Harry Wake

Personal information
- Full name: Henry Williamson Wake
- Date of birth: 21 January 1901
- Place of birth: Seaton Delaval, England
- Date of death: 1981 (aged 79–80)
- Height: 5 ft 8 in (1.73 m)
- Positions: Right half; inside right;

Senior career*
- Years: Team / Apps / (Gls)
- ?–1919: Bigges Colliery
- 1919–1923: Newcastle United / 3 / (0)
- 1923–1931: Cardiff City / 149 / (9)
- 1931–1932: Mansfield Town / 20 / (0)
- 1932: Gateshead / 0 / (0)
- 1932–?: Wigan Athletic

= Harry Wake =

English footballer

Henry Williamson Wake (born 21 January 1901 — 1981) was an English professional footballer. He is most famous for playing for Cardiff City in the 1925 FA Cup Final and being part of the team that won the 1927 FA Cup, although he missed the final through injury.

==Career==

Born in Seaton Delaval, Wake began his career playing local football for Bigges Colliery before turning professional to join Newcastle United in 1919. He moved on to Cardiff City in 1923, making his debut in February 1924 in a 1–1 draw with Tottenham Hotspur. In 1925 he was a major part of the team that reached the final of the 1925 FA Cup, playing in all of the club's seven games leading up to the final.

The final took place on 25 April with Cardiff losing 1–0 to Sheffield United. It was a mistake from Wake that cost his team the match. United defender Harry Pantling hit a long pass down the pitch towards an area of the field Wake was covering but he hesitated and failed to cut out the pass, leaving the ball to fly past him to Fred Tunstall who scored the only goal of the game. Following the match Wake was chastised in the Welsh media with headlines such as "Wake Not Awake" on newspapers across the country and it took several years for him to live down his mistake.

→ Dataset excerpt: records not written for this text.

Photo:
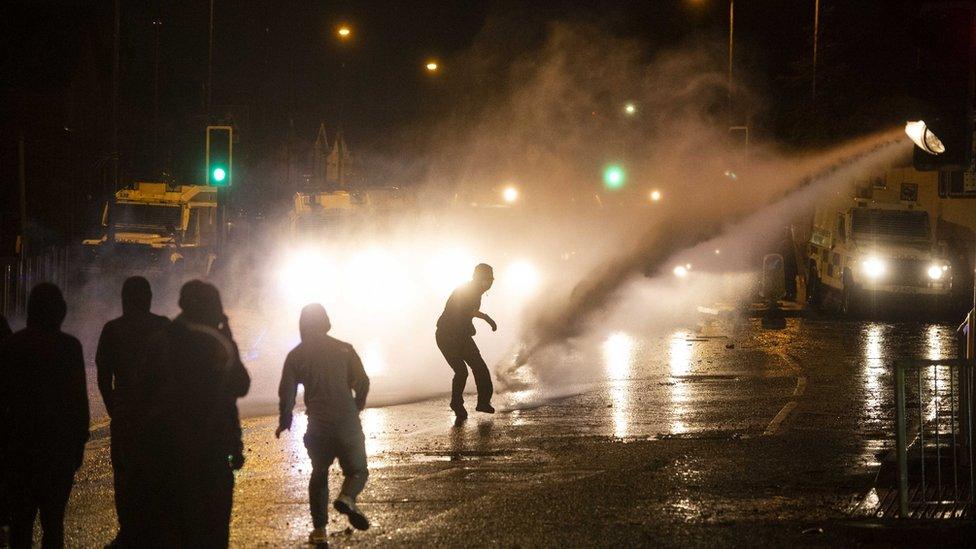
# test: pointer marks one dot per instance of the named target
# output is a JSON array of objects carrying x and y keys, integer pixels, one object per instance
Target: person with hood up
[
  {"x": 44, "y": 421},
  {"x": 189, "y": 427},
  {"x": 455, "y": 339},
  {"x": 121, "y": 353},
  {"x": 335, "y": 392}
]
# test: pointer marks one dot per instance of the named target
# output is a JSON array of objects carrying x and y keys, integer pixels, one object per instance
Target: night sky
[{"x": 279, "y": 64}]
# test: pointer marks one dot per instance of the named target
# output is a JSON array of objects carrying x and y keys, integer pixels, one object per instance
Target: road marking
[
  {"x": 801, "y": 387},
  {"x": 780, "y": 417}
]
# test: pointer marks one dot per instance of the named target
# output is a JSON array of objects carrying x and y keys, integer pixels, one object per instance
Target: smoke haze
[{"x": 573, "y": 259}]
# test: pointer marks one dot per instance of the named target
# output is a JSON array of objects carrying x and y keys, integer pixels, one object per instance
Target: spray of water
[{"x": 570, "y": 254}]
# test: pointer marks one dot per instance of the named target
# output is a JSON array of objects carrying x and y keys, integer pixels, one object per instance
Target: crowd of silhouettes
[{"x": 170, "y": 389}]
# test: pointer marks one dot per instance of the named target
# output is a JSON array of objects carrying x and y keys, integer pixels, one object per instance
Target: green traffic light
[{"x": 614, "y": 177}]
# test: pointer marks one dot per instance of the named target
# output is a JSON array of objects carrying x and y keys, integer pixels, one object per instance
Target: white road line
[{"x": 801, "y": 387}]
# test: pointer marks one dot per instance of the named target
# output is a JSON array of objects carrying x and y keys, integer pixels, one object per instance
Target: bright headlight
[
  {"x": 873, "y": 267},
  {"x": 522, "y": 276}
]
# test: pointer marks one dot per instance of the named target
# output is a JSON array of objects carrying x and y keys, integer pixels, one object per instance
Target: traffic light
[
  {"x": 220, "y": 155},
  {"x": 942, "y": 126},
  {"x": 614, "y": 177}
]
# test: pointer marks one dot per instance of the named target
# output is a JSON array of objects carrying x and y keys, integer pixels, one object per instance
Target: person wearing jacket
[
  {"x": 336, "y": 386},
  {"x": 45, "y": 415},
  {"x": 455, "y": 339},
  {"x": 120, "y": 355},
  {"x": 188, "y": 425}
]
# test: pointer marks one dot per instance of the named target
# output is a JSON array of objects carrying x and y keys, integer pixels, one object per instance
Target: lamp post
[
  {"x": 816, "y": 43},
  {"x": 731, "y": 51}
]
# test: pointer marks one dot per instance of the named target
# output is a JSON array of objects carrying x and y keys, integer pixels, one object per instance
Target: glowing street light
[
  {"x": 922, "y": 136},
  {"x": 510, "y": 194},
  {"x": 614, "y": 177}
]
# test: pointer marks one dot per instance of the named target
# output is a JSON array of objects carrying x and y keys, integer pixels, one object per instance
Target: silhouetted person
[
  {"x": 188, "y": 425},
  {"x": 45, "y": 414},
  {"x": 121, "y": 353},
  {"x": 330, "y": 371},
  {"x": 455, "y": 339},
  {"x": 4, "y": 493}
]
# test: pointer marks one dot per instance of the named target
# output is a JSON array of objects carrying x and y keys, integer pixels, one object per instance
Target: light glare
[
  {"x": 873, "y": 267},
  {"x": 510, "y": 194},
  {"x": 923, "y": 137}
]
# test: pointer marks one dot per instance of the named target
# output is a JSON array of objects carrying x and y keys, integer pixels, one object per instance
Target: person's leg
[
  {"x": 482, "y": 377},
  {"x": 23, "y": 507},
  {"x": 352, "y": 460},
  {"x": 351, "y": 446},
  {"x": 205, "y": 498},
  {"x": 221, "y": 481},
  {"x": 448, "y": 348},
  {"x": 321, "y": 453},
  {"x": 22, "y": 524},
  {"x": 121, "y": 471},
  {"x": 53, "y": 503}
]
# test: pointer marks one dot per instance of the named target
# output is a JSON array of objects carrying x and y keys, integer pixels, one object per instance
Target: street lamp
[{"x": 510, "y": 194}]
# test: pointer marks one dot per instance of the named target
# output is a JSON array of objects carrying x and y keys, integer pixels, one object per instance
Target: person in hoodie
[
  {"x": 121, "y": 353},
  {"x": 335, "y": 392},
  {"x": 44, "y": 405},
  {"x": 188, "y": 425},
  {"x": 455, "y": 339}
]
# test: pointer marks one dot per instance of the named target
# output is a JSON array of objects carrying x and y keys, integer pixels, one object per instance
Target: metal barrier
[
  {"x": 934, "y": 438},
  {"x": 19, "y": 274}
]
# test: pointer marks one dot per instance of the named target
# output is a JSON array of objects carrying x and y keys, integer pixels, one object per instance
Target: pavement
[{"x": 721, "y": 434}]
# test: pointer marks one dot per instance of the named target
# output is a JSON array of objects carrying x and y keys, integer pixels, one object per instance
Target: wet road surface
[{"x": 694, "y": 437}]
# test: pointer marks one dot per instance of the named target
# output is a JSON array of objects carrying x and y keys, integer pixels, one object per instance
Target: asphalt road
[{"x": 704, "y": 436}]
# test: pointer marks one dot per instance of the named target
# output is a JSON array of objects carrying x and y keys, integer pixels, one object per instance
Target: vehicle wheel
[
  {"x": 849, "y": 302},
  {"x": 815, "y": 289}
]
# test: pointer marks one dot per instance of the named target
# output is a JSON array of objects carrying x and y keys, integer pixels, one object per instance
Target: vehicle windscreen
[
  {"x": 895, "y": 224},
  {"x": 144, "y": 216}
]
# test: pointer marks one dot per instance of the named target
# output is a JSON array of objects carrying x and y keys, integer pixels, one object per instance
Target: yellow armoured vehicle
[
  {"x": 871, "y": 253},
  {"x": 155, "y": 227}
]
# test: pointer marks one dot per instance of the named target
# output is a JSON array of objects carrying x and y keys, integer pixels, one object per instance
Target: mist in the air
[{"x": 574, "y": 260}]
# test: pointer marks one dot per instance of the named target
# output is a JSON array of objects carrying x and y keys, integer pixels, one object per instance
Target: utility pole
[
  {"x": 115, "y": 99},
  {"x": 21, "y": 300},
  {"x": 210, "y": 64},
  {"x": 731, "y": 50},
  {"x": 157, "y": 23}
]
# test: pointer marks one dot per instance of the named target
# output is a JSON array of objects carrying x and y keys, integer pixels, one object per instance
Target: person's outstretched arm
[
  {"x": 486, "y": 318},
  {"x": 287, "y": 390},
  {"x": 358, "y": 380}
]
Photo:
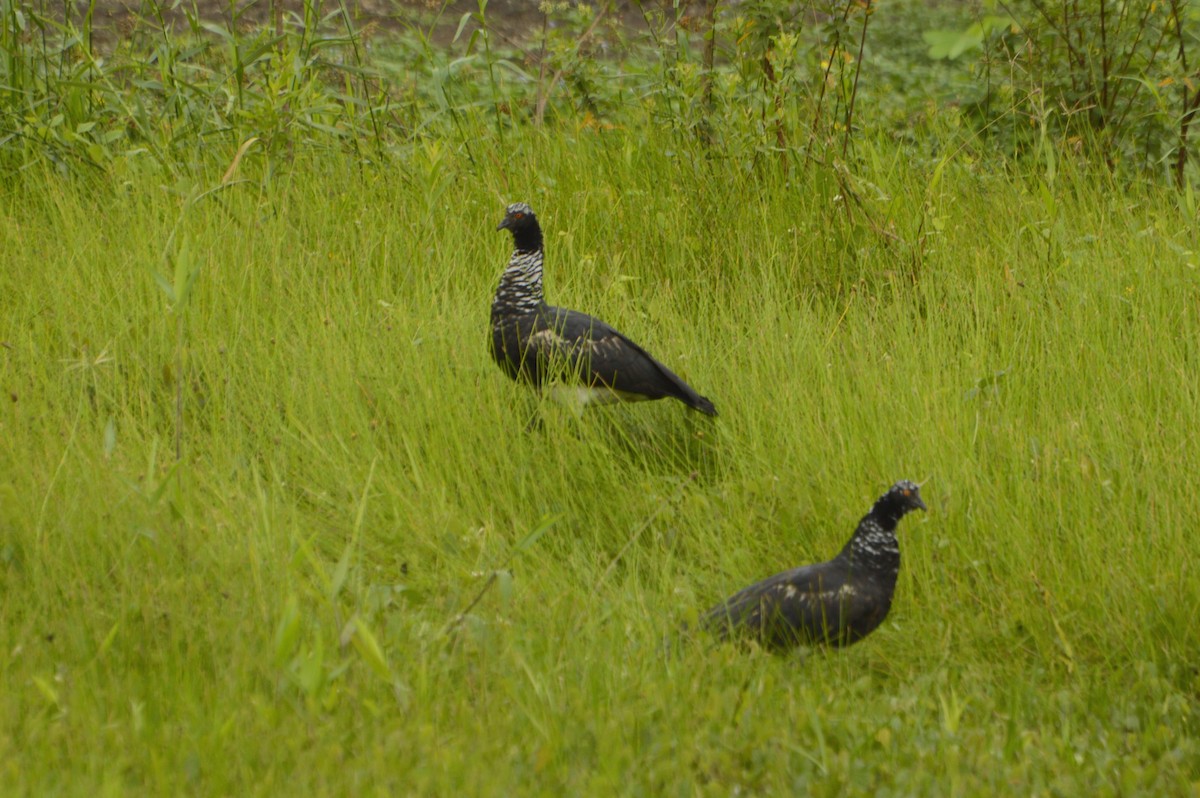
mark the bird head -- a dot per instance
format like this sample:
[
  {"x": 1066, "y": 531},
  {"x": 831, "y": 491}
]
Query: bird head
[
  {"x": 901, "y": 498},
  {"x": 517, "y": 216},
  {"x": 520, "y": 220}
]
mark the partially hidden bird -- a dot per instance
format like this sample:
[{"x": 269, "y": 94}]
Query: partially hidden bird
[
  {"x": 837, "y": 603},
  {"x": 575, "y": 357}
]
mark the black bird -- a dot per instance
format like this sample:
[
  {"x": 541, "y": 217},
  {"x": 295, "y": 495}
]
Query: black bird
[
  {"x": 837, "y": 603},
  {"x": 575, "y": 355}
]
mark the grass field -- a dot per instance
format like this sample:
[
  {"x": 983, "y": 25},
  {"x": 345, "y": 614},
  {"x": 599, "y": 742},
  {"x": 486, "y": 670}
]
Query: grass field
[{"x": 276, "y": 611}]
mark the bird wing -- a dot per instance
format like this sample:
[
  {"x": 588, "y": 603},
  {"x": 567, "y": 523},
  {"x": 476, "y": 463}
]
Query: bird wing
[
  {"x": 598, "y": 353},
  {"x": 803, "y": 603}
]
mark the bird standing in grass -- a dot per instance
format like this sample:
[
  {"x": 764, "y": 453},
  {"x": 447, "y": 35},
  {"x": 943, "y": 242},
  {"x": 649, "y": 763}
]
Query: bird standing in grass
[
  {"x": 577, "y": 358},
  {"x": 837, "y": 603}
]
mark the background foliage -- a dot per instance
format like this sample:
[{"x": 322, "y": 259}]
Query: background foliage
[{"x": 271, "y": 521}]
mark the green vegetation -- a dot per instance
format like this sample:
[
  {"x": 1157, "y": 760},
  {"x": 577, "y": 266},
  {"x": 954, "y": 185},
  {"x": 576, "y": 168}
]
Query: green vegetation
[{"x": 257, "y": 467}]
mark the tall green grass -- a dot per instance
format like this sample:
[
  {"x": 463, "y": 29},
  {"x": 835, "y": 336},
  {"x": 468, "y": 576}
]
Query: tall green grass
[{"x": 280, "y": 610}]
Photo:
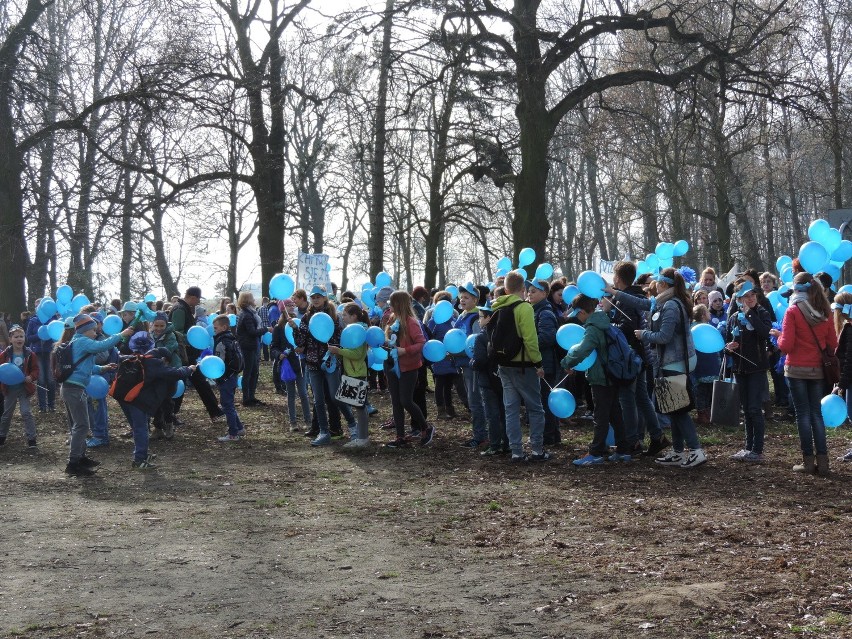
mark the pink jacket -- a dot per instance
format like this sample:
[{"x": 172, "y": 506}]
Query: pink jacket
[{"x": 797, "y": 341}]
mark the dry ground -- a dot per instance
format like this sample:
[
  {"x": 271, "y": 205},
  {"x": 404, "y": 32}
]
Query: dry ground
[{"x": 271, "y": 538}]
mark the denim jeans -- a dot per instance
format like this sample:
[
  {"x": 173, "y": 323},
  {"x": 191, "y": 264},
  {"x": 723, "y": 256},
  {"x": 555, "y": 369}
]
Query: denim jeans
[
  {"x": 807, "y": 395},
  {"x": 474, "y": 399},
  {"x": 227, "y": 389},
  {"x": 139, "y": 424},
  {"x": 78, "y": 416},
  {"x": 47, "y": 392},
  {"x": 754, "y": 387},
  {"x": 251, "y": 368},
  {"x": 522, "y": 384},
  {"x": 298, "y": 386}
]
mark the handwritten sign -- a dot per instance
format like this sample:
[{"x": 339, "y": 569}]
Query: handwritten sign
[{"x": 312, "y": 271}]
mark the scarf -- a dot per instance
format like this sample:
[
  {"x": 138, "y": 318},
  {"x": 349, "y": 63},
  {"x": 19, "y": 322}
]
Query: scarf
[{"x": 811, "y": 315}]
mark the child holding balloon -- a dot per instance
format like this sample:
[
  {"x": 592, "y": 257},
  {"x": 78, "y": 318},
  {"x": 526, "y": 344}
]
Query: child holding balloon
[{"x": 19, "y": 392}]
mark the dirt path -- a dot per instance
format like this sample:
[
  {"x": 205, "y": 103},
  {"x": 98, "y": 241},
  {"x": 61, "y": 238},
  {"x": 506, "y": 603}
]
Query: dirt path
[{"x": 270, "y": 538}]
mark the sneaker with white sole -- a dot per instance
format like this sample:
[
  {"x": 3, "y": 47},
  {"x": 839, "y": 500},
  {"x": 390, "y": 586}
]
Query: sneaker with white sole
[
  {"x": 672, "y": 459},
  {"x": 695, "y": 458}
]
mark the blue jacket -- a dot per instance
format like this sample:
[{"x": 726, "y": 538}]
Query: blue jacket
[{"x": 82, "y": 345}]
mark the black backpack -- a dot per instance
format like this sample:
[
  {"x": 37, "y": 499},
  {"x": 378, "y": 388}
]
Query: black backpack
[
  {"x": 504, "y": 343},
  {"x": 63, "y": 362}
]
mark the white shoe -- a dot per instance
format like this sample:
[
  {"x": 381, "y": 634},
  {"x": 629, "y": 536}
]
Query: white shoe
[
  {"x": 672, "y": 459},
  {"x": 695, "y": 458}
]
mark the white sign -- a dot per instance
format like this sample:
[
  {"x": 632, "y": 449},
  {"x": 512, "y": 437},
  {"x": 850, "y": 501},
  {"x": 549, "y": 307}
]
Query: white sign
[{"x": 313, "y": 271}]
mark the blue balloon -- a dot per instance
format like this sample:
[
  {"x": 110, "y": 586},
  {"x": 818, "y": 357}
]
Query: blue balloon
[
  {"x": 455, "y": 340},
  {"x": 11, "y": 374},
  {"x": 469, "y": 344},
  {"x": 443, "y": 312},
  {"x": 544, "y": 271},
  {"x": 375, "y": 337},
  {"x": 526, "y": 257},
  {"x": 434, "y": 350},
  {"x": 813, "y": 256},
  {"x": 561, "y": 403},
  {"x": 707, "y": 338},
  {"x": 570, "y": 335},
  {"x": 78, "y": 302},
  {"x": 55, "y": 330},
  {"x": 817, "y": 229},
  {"x": 281, "y": 286},
  {"x": 112, "y": 325},
  {"x": 97, "y": 388},
  {"x": 353, "y": 336},
  {"x": 587, "y": 363},
  {"x": 64, "y": 294},
  {"x": 843, "y": 252},
  {"x": 833, "y": 410},
  {"x": 591, "y": 284},
  {"x": 212, "y": 367},
  {"x": 321, "y": 326},
  {"x": 198, "y": 337}
]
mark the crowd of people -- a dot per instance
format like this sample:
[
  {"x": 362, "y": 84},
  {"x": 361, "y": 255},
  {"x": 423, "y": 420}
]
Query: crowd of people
[{"x": 503, "y": 380}]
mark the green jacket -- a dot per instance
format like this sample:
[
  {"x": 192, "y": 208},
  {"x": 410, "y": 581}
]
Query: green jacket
[
  {"x": 594, "y": 340},
  {"x": 525, "y": 323}
]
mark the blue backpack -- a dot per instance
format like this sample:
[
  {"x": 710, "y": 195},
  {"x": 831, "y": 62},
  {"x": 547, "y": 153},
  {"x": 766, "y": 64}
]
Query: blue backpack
[{"x": 622, "y": 364}]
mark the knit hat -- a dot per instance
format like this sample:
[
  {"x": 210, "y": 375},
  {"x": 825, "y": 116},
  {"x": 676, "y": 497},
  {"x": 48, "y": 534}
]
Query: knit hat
[
  {"x": 384, "y": 295},
  {"x": 140, "y": 342},
  {"x": 83, "y": 323}
]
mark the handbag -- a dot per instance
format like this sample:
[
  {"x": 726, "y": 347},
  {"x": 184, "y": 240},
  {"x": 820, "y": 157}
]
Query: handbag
[
  {"x": 830, "y": 361},
  {"x": 725, "y": 405},
  {"x": 673, "y": 391},
  {"x": 352, "y": 391}
]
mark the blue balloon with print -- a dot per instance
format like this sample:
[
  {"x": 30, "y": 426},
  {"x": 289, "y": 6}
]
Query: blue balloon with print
[
  {"x": 281, "y": 286},
  {"x": 526, "y": 257},
  {"x": 55, "y": 330},
  {"x": 591, "y": 284},
  {"x": 707, "y": 338},
  {"x": 561, "y": 403},
  {"x": 112, "y": 325},
  {"x": 434, "y": 350},
  {"x": 212, "y": 367},
  {"x": 375, "y": 337},
  {"x": 321, "y": 326},
  {"x": 570, "y": 335},
  {"x": 833, "y": 410},
  {"x": 455, "y": 340},
  {"x": 544, "y": 271},
  {"x": 198, "y": 338},
  {"x": 64, "y": 294},
  {"x": 97, "y": 388},
  {"x": 587, "y": 363},
  {"x": 442, "y": 312},
  {"x": 11, "y": 374},
  {"x": 179, "y": 389},
  {"x": 353, "y": 336}
]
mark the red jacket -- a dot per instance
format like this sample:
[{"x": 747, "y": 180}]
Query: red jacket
[
  {"x": 798, "y": 343},
  {"x": 31, "y": 368}
]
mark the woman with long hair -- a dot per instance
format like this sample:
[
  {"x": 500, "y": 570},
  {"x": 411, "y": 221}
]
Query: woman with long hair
[
  {"x": 806, "y": 332},
  {"x": 669, "y": 340},
  {"x": 405, "y": 340}
]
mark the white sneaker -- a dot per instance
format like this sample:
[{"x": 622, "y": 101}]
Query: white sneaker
[
  {"x": 672, "y": 459},
  {"x": 695, "y": 458}
]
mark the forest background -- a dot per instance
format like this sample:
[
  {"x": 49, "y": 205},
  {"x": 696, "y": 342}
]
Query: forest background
[{"x": 146, "y": 145}]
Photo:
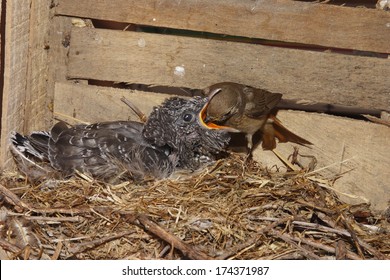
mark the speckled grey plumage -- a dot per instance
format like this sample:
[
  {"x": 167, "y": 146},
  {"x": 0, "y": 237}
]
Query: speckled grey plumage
[{"x": 172, "y": 139}]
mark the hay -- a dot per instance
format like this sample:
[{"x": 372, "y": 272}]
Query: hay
[{"x": 234, "y": 209}]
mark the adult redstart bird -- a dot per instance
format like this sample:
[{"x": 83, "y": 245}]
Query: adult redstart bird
[{"x": 240, "y": 108}]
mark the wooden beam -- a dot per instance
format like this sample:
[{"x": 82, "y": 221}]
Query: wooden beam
[
  {"x": 279, "y": 20},
  {"x": 24, "y": 92},
  {"x": 75, "y": 103},
  {"x": 196, "y": 63},
  {"x": 359, "y": 150}
]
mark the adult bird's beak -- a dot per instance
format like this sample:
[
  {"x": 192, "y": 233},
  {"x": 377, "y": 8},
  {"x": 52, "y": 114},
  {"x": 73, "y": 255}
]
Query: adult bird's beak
[{"x": 205, "y": 119}]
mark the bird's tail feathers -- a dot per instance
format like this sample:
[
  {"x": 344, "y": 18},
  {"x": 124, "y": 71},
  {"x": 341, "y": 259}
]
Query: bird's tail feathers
[
  {"x": 34, "y": 145},
  {"x": 276, "y": 129}
]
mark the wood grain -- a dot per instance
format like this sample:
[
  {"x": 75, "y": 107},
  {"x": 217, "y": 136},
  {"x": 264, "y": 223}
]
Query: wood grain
[
  {"x": 81, "y": 103},
  {"x": 279, "y": 20},
  {"x": 196, "y": 63},
  {"x": 364, "y": 145},
  {"x": 25, "y": 69}
]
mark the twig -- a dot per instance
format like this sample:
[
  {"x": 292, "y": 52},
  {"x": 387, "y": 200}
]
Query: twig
[
  {"x": 137, "y": 111},
  {"x": 360, "y": 243},
  {"x": 57, "y": 251},
  {"x": 175, "y": 242},
  {"x": 253, "y": 241},
  {"x": 309, "y": 225},
  {"x": 16, "y": 201},
  {"x": 321, "y": 246},
  {"x": 92, "y": 244},
  {"x": 285, "y": 161},
  {"x": 9, "y": 246},
  {"x": 288, "y": 239},
  {"x": 74, "y": 219},
  {"x": 341, "y": 250},
  {"x": 322, "y": 209},
  {"x": 13, "y": 199}
]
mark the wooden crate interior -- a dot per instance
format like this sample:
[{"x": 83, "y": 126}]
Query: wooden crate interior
[{"x": 74, "y": 60}]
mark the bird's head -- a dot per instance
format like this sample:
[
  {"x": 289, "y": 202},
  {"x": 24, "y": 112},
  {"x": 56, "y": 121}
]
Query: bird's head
[{"x": 177, "y": 124}]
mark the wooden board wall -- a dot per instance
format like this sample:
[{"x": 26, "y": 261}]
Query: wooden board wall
[
  {"x": 144, "y": 58},
  {"x": 48, "y": 64},
  {"x": 279, "y": 20},
  {"x": 25, "y": 74}
]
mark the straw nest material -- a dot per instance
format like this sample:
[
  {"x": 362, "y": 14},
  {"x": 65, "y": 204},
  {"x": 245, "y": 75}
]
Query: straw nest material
[{"x": 234, "y": 209}]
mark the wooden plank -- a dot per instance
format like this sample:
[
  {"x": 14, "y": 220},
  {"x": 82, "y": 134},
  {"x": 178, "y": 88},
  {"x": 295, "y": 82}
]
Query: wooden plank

He went on to reach a second final for Cardiff two years later in 1927 when they went on to win the match 1–0 against Arsenal. Wake scored one of Cardiff's goals in a 3–0 semi-final win over Reading however he went on to miss the final as he suffered damage to his kidneys in a 3–2 win against Sheffield Wednesday in a league match. Despite one London newspaper reporting his death, he went on to play for Cardiff until 1931 when he joined Mansfield Town, playing in the Stags first ever league match. He also played in the first ever match played by Wigan Athletic in 1932 following the club's founding after the collapse of the previous club, Wigan Borough.